Three Design students in Pasifika fashion finals
Tuesday, September 9, 2008
Culturally-inspired
creativity puts three Design students in Pasifika fashion
finals
Colourful creative garments with a difference have
netted high honours for three students who were finalists at
Westfield Style Pasifika fashion awards show in Auckland on
Friday.
Stephanie Schilderink made the finals of the Asia Pasifika section with a dress (pictured, right) made of organza and bamboo, inspired by her Filipino heritage.
Miss Schilderink, originally from Waihi, is in her third year of a Bachelor of Design, majoring in fashion design at the Wellington campus. This was her first major competition entry.
“I’m half Filipino, half Dutch so I really looked
into the Filipino culture for this design," she says. "A lot
of people there have to stand on their own two feet from an
early age. Life’s tough and the people have to be tough,
just like the traditional Filipino huts.
"I based my design on the hut, using bamboo strips and light see-through copper organza to reflect communal living and the hut’s structure.”
All
three students who were finalists are taking a fashion
competition paper this year.
For her entry in the Traditionally Inspired section, Morgan Cotton of Wellington, took her cues from traditional Maori clothing. Her design (left) is three pieces – a bodice, piupiu (skirt), and cloak. Cut-out and stenciled lettering of Miss Cotton’s whakapapa make up the bodice and are printed on the cloak.

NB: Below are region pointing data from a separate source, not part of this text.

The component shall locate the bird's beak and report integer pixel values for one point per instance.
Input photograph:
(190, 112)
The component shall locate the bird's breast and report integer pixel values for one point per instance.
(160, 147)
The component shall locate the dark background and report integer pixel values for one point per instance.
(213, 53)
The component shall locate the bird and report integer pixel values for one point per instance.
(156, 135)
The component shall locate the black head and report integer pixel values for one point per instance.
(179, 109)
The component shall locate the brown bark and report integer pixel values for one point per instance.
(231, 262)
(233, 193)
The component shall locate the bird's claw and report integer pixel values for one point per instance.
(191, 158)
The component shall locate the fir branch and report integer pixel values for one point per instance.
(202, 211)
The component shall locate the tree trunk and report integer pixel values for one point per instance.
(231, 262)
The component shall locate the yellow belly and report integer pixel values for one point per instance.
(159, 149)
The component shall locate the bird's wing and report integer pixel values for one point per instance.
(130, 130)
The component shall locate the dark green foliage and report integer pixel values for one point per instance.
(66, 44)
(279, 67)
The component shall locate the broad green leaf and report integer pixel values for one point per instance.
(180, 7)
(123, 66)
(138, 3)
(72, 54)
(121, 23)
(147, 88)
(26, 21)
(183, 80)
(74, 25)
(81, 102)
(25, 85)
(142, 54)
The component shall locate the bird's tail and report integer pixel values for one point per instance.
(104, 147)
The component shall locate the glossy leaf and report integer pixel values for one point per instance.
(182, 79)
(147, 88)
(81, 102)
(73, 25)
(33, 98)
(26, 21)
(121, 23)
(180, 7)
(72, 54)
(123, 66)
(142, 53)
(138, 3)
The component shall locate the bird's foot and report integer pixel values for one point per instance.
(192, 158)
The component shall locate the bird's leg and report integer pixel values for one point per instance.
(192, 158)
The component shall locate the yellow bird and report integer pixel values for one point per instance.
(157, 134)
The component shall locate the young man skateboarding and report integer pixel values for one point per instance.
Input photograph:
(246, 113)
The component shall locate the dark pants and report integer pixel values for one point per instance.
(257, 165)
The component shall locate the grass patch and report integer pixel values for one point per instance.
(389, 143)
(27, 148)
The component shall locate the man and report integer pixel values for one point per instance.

She says her first major competition entry was “time-consuming but worth it”, having spent “hours and hours” threading red tubing for the piupiu.
Philippa Lake, also a third-year Bachelor of Design student from Wellington, was a finalist in the Urban Pasifika Street Wear category with a black and white geometric dress (right) she made during a holiday break.
“When it was finished, mum said it looked like a Pasifika tattoo so I entered at the last minute.”